Consent will always be sought before removal.
To guarantee success in transplantation, organs must be removed very soon after death. Unfortunately hospital staff will have to consult you on this in the very early stages of bereavement.
When organ removal takes place, the dignity and respect of the deceased is maintained at all times and will not delay the funeral in any way.
If the death occurred at home then normally the organs cannot be used except for the cornea (the front part of the outer shell of the eyeball), and this must be done as soon as possible.

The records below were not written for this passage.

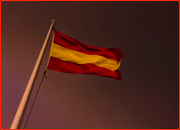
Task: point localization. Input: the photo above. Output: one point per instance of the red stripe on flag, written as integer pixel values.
(73, 44)
(70, 67)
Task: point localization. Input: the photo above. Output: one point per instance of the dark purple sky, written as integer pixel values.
(146, 32)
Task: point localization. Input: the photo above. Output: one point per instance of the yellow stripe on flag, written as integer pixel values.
(82, 58)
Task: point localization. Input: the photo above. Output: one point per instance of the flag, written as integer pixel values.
(69, 55)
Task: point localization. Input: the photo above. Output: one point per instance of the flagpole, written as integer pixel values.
(24, 99)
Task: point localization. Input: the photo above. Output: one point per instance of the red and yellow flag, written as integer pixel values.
(72, 56)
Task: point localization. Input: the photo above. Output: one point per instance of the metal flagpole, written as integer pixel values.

The British Organ Donor Society has a website that covers topics on organ donation and transplantation, both in the UK and worldwide.
You can also find out about and register to be an organ donor on the NHS organ donation website.
Donating a body to medical science
If the body is to be used for teaching purposes then the deceased will normally have made prior arrangements with a medical school.
In this case there will normally be a written statement of this intention on the deceased's papers.
Before the body can be accepted there are certain factors that will be considered by the medical school, such as:
- Place of death
- Cause of death
- Condition of the body at the time of death
- Level of demand by the medical school.
If a body has been subject to a postmortem, it will be refused.
Those that are used, can be kept for up to three years but are then disposed of by cremation or burial in a special service at the cost of the medical school.